Salience of strategy: Significance for Sri Lankans | Sunday Observer

Salience of strategy: Significance for Sri Lankans

8 March, 2020

This is the newest column I am delighted to develop. It is all about strategy. Stride is a walk with long, decisive steps in a specified direction. That’s what we will deliberate from this Sunday. As an organisation as well as a nation, we need to strategise with future success in mind.

As Eleanor Roosevelt said, “The future belongs to those who believe in the beauty of their dreams.” This column is an invitation to dream vividly and to deliver value in making the dream a reality.

Strategy is often a confusingly used term that may mean different things to people. I have seen this happening in Sri Lanka, where crafting and executing strategy is cluttered by a myriad of slogans. We need clarity and commitment towards formulating and implementing strategy at corporate level as well as at country level. It is people who design and deliver in driving results. To recover economic growth through a multi-sectoral approach with professionalism in action is a timely need for Sri Lanka.

‘Strategy Beast’

“It seems that we are over-led and under-managed,” says Mintzberg. Many may disagree. Yet, you cannot undermine this candid Canadian veteran. Having contributed to management in proposing ten key managerial roles way back in 1971, he is sharp and sensible in his criticism.

Mintzberg cites a poem written by John Godfrey Saxe (1816-1887) highlighting the possible confusions towards strategy.

It was six men of Indostan

To learning much inclined,

Who went to see the Elephant

(Though all of them were blind)

That each by observation might satisfy his mind.

In essence, each of the blind men interpreted the elephant based on the part each one touched. The one who touched the tail thought that the “elephant is like a rope”.

And so these men of Indostan

Disputed loud and long,

Each of his own opinion

Exceeding stiff and strong,

Though each was partly in the right,

And all were in the wrong!

“We are the blind people and strategy formation is our elephant”, says Mintzberg. “One has grabbed hold of some part or other and “railed on in utter ignorance” about the rest. We certainly do not get an elephant by adding up its parts. An elephant is more than that. Yet to comprehend the whole we also need to understand the parts.”

It is obvious that being strategic is of utmost importance in the business context. It essentially shows how ‘smart’ you are in ‘playing the game’. The roots are from the Greek word strategios, which means the art of the General. Obviously, it has a military connotation as to how a general orders the troops to attack, or to withdraw or to surround the enemy, with the aim of winning the war in the mind. A battlefront and a business front have a lot in common, particularly with the sky-rocketing competition, globally as well as locally. Mintzberg and his co-authors have attempted to draw a parallel between the six blind men and ten approaches to strategy. According to them, none of them is absolutely right or wrong, but each lacks the holistic perspective.

The table captures the essence of such ten schools of thought.
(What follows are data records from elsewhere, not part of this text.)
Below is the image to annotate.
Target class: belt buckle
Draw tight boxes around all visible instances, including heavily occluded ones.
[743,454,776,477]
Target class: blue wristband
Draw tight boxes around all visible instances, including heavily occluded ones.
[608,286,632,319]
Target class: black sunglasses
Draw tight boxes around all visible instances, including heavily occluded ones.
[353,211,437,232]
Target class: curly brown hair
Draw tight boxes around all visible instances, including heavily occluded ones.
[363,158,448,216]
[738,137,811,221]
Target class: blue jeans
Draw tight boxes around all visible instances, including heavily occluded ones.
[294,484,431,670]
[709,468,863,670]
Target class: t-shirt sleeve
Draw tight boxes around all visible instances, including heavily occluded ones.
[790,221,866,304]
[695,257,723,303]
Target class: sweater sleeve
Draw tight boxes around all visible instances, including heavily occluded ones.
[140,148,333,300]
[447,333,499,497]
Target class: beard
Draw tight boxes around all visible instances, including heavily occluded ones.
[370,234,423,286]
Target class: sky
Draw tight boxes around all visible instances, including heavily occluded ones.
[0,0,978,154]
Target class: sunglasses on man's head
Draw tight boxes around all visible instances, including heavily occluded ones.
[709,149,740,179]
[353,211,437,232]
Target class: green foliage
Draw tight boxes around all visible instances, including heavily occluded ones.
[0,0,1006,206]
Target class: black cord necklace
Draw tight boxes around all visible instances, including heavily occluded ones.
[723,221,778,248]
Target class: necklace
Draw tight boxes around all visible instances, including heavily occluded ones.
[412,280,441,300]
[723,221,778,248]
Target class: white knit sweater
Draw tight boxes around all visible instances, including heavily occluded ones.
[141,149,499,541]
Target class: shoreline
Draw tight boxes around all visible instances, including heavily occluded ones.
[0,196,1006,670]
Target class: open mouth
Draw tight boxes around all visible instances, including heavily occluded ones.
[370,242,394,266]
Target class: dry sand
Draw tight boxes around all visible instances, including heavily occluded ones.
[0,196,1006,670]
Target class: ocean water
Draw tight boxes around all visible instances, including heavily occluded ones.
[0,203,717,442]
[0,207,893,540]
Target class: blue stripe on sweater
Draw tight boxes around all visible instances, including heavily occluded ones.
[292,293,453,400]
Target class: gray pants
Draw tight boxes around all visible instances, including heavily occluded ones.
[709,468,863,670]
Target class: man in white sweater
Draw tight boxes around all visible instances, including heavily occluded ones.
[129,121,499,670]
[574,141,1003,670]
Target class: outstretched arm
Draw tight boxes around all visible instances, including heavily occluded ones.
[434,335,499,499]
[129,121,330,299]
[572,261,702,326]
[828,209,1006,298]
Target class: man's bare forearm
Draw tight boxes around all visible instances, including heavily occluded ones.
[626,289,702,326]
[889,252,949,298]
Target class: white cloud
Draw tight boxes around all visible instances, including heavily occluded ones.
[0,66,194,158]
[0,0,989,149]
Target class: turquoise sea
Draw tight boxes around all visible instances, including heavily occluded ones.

The table amply shows the diversity in the approaches with inevitable strengths and shortcomings. They all speak of strategy either as a plan, pattern, position, perspective or a ploy. Interestingly, though not popular, Five Ps of strategy can be identified in this sense.

Do we see the presence of the above approaches in Sri Lanka? In both private and public sectors alike, a strategic plan or a corporate plan (both are interchangeably used to mean the same thing) is considered essential. A multi-coloured spiral-bound thick report is prepared and presented and perhaps that is the end of the story. Whether there is a serious emphasis on achieving the formulated plan is questionable. This is more prevalent in the public sector where the annual audits would check the availability of a strategic plan as a check list item and the implications beyond them is hardly investigated.

Helm

I recall the statement by the Malaysian High Commissioner in Sri Lanka at the Fire Side Chat with leading foreign envoys in Colombo recently. He referred to the consistent tourism strategy adopted by Malaysia with one solid slogan for the past twenty-five years. ‘Malaysia Truly Asia’.

We, in contrast, have changed our slogan almost every year based on the likes and dislikes of those at the helm. A lot of food for thought with regard to consistency and continuity. Sri Lanka as a nation should move ahead with a vision towards prosperity. The so-called ‘Vision 2025’ of being a ‘country enriched’ stated, “we will do so by transforming Sri Lanka into the hub of the Indian Ocean, with a knowledge-based, highly competitive, social-market economy”.

The execution of it has been obviously questionable. Now, we have a fresh window of opportunity to dream and deliver. With the right leadership at the helm, what requires essentially is collaboration of all in being coherent. It reminds me of what Joel Barker said, “Vision without action is a day dream. Action without vision just passes by. Vision with action will create the desired future.”